If you are a physicist or an astronomer (and in the world of Analytics & Information Management, we have a few of these) you will be very familiar with the imbalance in the universe between visible matter - basically the stars and planets we can see, and 'dark matter'. Dark matter seems to make up much of the mass of the universe, but it's difficult to work out how to see or measure it.
It's much the same with data. A lot of the data we have is visible. Most of what you see through your SAP or salesforce interface, or your mobile banking app. Customer names & IDs, transaction values. Product codes and descriptions. By analysing this data we aim to get insights that lead on to business actions.
But, just like dark matter, there's a lot of hidden data out there, which may not be so easily analysed. And the volume of dark data massively outstrips the volume of visible data. This dark data is found in logs, in metadata, in text fields and documents, in video, in audio, in pictures. While visible data can be easily analysed in databases, this dark data needs some complicated extraction before it can be analysed.
There are different types of dark data. Take a message, such as a tweet. A tweet is 'dark' as it needs to have the language extracted so that a computer can analyse what is written in it. The metadata around the tweet is ‘dark’ also - the time of day sent, the @user, the #hashtag, the device, the location. Analysing the text in the tweet gives you an insight into what is being said, who said it, how happy or angry the sender is. The tweet may contain images or audio, which when analysed using image recognition tools can extract content such as descriptions or terms. Process metadata is ‘dark’. In an SAP system for example, the records of the metadata around the transactions – when data was created or changed (e.g. from ‘in progress’ to ‘completed’ or ‘sent back’) – can give insights using what we call ‘process bionics’ to understand exactly what volume of transactions do not follow the designed process and why.

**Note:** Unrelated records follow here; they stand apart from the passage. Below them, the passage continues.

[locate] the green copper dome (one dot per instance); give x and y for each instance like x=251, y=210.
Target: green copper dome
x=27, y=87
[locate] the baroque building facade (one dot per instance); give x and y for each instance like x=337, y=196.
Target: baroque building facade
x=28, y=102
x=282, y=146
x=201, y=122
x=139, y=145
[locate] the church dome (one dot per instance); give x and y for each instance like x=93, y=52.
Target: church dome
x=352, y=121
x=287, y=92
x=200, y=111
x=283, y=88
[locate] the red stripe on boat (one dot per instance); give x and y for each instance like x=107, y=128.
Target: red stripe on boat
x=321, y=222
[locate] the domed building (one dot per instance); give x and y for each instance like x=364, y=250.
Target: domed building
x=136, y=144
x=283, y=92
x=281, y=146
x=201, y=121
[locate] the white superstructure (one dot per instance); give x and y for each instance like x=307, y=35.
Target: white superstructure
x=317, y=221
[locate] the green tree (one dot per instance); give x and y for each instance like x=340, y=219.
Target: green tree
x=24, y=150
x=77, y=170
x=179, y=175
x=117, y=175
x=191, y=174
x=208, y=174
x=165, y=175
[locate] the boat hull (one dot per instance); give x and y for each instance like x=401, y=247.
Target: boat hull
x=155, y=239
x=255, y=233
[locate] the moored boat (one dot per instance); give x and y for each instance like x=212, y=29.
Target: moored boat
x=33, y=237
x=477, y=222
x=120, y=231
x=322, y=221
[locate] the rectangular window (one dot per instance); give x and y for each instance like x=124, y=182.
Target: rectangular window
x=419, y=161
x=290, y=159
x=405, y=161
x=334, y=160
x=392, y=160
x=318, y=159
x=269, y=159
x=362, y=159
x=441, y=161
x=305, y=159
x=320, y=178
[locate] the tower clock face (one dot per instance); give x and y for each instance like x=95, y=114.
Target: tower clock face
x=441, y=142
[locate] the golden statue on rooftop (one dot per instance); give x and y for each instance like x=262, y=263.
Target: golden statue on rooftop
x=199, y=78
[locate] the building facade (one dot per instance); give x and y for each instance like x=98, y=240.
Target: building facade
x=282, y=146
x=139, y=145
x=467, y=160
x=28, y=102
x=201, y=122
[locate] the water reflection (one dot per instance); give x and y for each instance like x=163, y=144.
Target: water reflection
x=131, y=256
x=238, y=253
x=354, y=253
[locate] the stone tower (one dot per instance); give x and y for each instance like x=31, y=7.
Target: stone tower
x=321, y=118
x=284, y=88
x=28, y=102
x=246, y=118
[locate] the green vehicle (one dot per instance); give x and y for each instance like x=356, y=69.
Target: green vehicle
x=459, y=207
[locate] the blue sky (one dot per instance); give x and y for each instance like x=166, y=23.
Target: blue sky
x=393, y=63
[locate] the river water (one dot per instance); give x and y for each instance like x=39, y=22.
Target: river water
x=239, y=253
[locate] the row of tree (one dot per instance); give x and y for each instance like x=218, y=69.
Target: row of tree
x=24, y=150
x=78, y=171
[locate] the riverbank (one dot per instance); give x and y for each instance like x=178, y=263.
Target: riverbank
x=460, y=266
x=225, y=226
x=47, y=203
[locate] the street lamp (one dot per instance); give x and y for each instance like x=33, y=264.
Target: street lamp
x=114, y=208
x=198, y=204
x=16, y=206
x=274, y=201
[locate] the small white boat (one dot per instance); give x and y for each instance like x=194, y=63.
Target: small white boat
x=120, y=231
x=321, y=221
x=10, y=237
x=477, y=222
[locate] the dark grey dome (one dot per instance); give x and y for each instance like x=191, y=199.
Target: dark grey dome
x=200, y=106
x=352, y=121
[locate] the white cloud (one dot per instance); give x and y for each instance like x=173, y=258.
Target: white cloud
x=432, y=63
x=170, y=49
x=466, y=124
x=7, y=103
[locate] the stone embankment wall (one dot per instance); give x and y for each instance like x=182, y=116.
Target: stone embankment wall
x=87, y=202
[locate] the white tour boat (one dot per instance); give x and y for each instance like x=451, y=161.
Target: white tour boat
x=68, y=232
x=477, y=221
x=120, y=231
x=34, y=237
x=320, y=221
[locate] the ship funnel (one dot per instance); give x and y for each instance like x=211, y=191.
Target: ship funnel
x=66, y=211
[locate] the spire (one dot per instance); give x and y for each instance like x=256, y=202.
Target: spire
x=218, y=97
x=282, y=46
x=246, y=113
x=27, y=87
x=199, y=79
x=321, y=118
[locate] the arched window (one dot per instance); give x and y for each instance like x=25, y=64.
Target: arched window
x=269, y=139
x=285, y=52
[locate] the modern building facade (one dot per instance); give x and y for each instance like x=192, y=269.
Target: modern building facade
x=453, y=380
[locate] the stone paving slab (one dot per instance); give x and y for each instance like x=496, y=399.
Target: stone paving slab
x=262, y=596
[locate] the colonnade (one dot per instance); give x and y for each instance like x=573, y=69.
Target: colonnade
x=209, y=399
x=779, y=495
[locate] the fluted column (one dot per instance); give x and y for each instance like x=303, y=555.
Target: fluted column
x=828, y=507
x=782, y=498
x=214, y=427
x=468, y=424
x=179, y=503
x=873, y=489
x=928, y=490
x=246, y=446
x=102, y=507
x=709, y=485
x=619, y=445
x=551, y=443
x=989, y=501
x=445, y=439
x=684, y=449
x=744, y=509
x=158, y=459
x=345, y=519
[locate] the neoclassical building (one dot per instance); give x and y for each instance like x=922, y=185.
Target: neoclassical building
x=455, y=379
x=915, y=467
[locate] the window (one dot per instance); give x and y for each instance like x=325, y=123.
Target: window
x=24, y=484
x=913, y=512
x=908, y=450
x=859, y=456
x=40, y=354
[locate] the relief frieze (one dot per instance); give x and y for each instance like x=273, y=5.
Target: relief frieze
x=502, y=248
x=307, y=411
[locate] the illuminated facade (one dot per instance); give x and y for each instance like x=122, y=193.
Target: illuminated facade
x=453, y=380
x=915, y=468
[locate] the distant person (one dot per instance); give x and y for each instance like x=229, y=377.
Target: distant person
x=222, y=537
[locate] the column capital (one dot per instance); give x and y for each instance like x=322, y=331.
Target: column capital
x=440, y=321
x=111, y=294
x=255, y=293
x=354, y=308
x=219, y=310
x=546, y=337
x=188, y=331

I take a photo with my phone and post it on Facebook, sharing it with my friends. I have shared two types of ‘dark data’ - the post and photo itself and the metadata surrounding it – where and when the photo was taken and uploaded, and by whom. When it is 'liked', Facebook knows who I am connected to. It will aggregate this post with millions of other posts and photos to get insights that lead, in Facebook's case, to targeted advertising, or sales of insights to other companies.
Just like a sales transaction provides a record of a point in time, and only provides real insights when collected, aggregated and analysed together with other transaction data, the same is the case with dark data – it's not the individual message, transaction or document that provides a specific insight, but what it means in the context of wider patterns.
Last year we did just this for the digital platform of a major bank, helping the bank identify and drive actions that doubled customer engagement with the commercial digital app. The logs behind every web site or mobile site recorded the traces of each user's behaviour, so we were able to gain insights into which parts of the digital experience worked and which didn’t. The client was then able to change the design of the app and provide recommendations based on a combination of the visible data (transactions and balances) and the dark data (the logs, pages viewed, advice seen), leading to improved experience and banking service.